Nelder-Mead method in higher dimensions

Section 33.4 Nelder-Mead method in higher dimensions

This is an optional section, feel free to skip it.

The code in Example 33.3.1 works only for functions of two variables but it can be adapted for \(n\)-dimensional optimization. Instead of the initial triangle

A = randn(2, 1);
B = A + [1; 0];
C = A + [0; 1];
T = [A B C];

we create initial \(n\)-dimensional simplex using implicit array expansion:

A = randn(n, 1);
T = [A A+eye(n)];

The search path will be path = zeros(n, max_tries) which we will only use for visualization when \(n=2, 3\text{.}\)

The line values = [f(T(:,1)) f(T(:,2)) f(T(:,3))] resists vectorization unless we rewrite f (which we probably should not do because in practice, the objective function is user-provided code). So it becomes a loop:

values = zeros(1, n+1);
for j = 1:n+1
    values(j) = f(T(:, j));
end

The remaining adjustments are small: the midpoint of opposite side is now M = (sum(T, 2) - T(:, ind))/n but the formulas for reflection \(R\text{,}\) expansion \(E\text{,}\) and contraction remain the same. The plot of search path and formatting of text output need cosmetic changes, as shown in the following example.

Example 33.4.1. Implementing the Nelder-Mead method in higher dimensions.

Generalize Example 33.3.1 to higher dimensions.

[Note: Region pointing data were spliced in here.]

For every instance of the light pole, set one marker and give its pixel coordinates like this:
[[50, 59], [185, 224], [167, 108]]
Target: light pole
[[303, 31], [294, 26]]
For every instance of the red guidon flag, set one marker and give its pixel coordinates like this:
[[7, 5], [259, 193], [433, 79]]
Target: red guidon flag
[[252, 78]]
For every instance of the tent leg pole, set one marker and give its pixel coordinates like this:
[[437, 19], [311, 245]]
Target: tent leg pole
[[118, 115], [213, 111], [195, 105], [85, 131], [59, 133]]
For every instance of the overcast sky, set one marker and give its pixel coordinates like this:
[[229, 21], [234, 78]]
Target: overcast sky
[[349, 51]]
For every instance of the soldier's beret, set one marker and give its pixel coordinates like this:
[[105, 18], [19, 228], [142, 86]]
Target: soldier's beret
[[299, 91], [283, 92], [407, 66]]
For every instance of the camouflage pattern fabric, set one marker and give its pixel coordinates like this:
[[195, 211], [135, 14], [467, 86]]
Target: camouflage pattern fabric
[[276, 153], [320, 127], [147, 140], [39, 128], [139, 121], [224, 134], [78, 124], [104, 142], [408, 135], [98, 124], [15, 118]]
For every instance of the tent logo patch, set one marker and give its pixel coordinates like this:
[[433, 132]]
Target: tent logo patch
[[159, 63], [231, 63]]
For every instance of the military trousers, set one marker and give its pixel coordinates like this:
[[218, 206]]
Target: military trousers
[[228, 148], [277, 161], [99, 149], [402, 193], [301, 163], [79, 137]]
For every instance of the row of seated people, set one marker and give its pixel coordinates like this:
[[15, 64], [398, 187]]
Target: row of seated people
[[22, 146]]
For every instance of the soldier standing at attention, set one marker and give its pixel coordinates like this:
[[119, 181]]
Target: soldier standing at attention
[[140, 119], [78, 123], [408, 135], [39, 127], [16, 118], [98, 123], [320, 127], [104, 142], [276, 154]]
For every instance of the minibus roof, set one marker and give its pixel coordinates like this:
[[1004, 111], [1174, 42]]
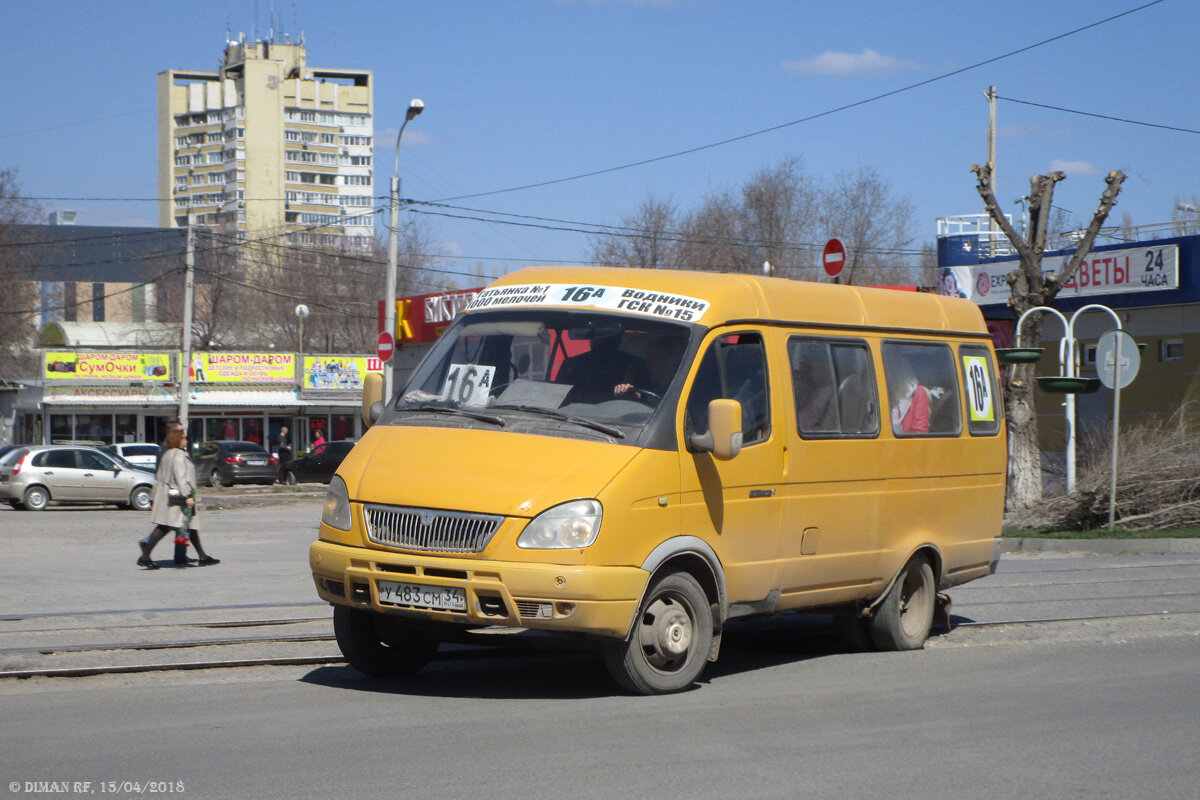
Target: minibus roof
[[723, 298]]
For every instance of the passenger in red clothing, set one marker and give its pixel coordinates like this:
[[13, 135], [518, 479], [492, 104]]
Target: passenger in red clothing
[[910, 407]]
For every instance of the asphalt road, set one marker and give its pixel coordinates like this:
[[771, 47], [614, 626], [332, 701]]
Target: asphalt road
[[1098, 708]]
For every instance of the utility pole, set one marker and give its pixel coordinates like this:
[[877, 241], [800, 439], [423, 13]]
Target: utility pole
[[991, 157], [389, 294], [185, 356]]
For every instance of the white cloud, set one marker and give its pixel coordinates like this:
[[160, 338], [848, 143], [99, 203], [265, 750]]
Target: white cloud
[[868, 62], [1074, 167]]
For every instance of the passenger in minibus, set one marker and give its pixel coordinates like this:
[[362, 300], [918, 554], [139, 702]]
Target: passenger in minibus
[[910, 402]]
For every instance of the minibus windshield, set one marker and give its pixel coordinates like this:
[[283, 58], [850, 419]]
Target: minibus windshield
[[601, 371]]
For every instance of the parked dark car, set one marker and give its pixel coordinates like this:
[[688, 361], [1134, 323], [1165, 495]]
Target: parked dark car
[[318, 464], [234, 462]]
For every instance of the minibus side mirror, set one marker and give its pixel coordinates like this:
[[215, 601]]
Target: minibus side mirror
[[372, 398], [724, 437]]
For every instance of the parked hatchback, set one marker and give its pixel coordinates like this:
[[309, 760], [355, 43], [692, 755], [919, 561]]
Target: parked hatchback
[[318, 464], [226, 463], [35, 476], [139, 453]]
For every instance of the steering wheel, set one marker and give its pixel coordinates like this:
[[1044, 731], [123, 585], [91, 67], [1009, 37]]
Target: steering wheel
[[643, 395]]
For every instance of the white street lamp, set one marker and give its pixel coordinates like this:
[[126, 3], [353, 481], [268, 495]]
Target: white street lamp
[[389, 298], [301, 312]]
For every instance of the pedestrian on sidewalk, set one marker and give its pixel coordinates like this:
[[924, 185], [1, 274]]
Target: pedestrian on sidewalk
[[174, 503]]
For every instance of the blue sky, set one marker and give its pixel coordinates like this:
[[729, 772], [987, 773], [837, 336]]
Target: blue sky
[[520, 92]]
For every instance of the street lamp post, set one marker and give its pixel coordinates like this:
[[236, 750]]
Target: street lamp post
[[301, 312], [389, 299]]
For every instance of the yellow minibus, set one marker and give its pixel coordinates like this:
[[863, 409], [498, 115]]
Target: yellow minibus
[[636, 457]]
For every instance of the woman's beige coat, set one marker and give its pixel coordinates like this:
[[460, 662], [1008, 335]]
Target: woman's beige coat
[[175, 470]]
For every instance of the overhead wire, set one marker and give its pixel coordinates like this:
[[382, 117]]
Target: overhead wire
[[813, 116], [1101, 116]]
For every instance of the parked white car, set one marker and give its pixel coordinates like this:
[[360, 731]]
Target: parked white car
[[142, 453], [35, 476]]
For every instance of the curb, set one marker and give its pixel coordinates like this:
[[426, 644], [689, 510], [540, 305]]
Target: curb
[[1102, 546]]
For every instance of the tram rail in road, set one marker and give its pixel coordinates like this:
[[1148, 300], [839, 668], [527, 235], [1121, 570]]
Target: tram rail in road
[[1027, 594]]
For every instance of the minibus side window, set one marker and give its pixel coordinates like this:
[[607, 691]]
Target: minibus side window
[[735, 367], [833, 383], [923, 389], [983, 396]]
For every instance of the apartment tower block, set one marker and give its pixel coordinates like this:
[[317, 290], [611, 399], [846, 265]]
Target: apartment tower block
[[268, 148]]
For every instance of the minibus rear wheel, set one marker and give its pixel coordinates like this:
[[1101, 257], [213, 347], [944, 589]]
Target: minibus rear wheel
[[905, 617], [671, 639], [379, 645]]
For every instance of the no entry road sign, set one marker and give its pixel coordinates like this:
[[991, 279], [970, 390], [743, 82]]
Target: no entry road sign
[[833, 257]]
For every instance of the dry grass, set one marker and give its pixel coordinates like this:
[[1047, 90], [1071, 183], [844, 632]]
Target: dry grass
[[1158, 481]]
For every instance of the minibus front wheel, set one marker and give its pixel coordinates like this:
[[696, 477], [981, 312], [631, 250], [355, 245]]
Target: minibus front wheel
[[905, 617], [381, 647], [670, 642]]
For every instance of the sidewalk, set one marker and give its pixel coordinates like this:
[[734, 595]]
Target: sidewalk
[[1102, 546]]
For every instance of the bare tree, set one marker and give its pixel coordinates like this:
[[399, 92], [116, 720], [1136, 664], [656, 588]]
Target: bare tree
[[775, 216], [249, 293], [18, 301], [874, 224], [652, 241], [778, 209], [1032, 288]]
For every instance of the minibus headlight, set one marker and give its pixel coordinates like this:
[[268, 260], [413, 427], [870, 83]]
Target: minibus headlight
[[337, 505], [564, 527]]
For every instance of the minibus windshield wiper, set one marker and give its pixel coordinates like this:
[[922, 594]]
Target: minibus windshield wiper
[[456, 411], [612, 431]]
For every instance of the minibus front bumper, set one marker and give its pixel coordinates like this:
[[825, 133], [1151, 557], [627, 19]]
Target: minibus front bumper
[[594, 600]]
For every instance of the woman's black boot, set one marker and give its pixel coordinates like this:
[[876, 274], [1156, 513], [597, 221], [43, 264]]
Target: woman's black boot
[[181, 552], [205, 559], [147, 546]]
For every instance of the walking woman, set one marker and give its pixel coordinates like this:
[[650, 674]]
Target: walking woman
[[174, 492]]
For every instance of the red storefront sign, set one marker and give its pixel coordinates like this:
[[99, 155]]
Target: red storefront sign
[[421, 318]]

Use it to minimize the 3-variable Rosenbrock function \((x_1-1)^2 + 100(x_1^2-x_2)^2 + 100(x_2^2-x_3)^2\text{.}\)

Solution

The code collects the lines from the previous paragraphs.

f = @(x) (x(1)-1)^2 + 100*(x(1)^2 - x(2))^2 + 100*(x(2)^2 - x(3))^2;
n = 3;             % number of variables 
A = randn(n, 1);
T = [A, A+eye(n)];
max_tries = 10000;
path = zeros(n, max_tries);

for k = 1:max_tries
    path(:, k) = mean(T, 2);
    if max(abs(T - mean(T, 2))) < 1e-6
        break
    end
    values = zeros(1, n+1);
    for j = 1:n+1
        values(j) = f(T(:, j));
    end
    [fmax, ind] = max(values);
    M = (sum(T, 2) - T(:, ind))/n;
    R = 2*M - T(:, ind);
    if f(R) < fmax
        E = 2*R - M;  
        if f(E) < f(R)
            T(:, ind) = E;
        else
            T(:, ind) = R;
        end
    else 
        [fmin, ind] = min(values);
        T = (T + T(:, ind))/2;
    end
end

if n == 2
    plot(path(1, 1:k), path(2, 1:k), '-+')
elseif n == 3
    plot3(path(1, 1:k), path(2, 1:k), path(3, 1:k), '-+')
end

if k < max_tries
    x = mean(T, 2);
    fprintf('Found x with f(x) = %g after %d steps\n x =', f(x), k);
    disp(x');
else
    disp('Failed to converge')
end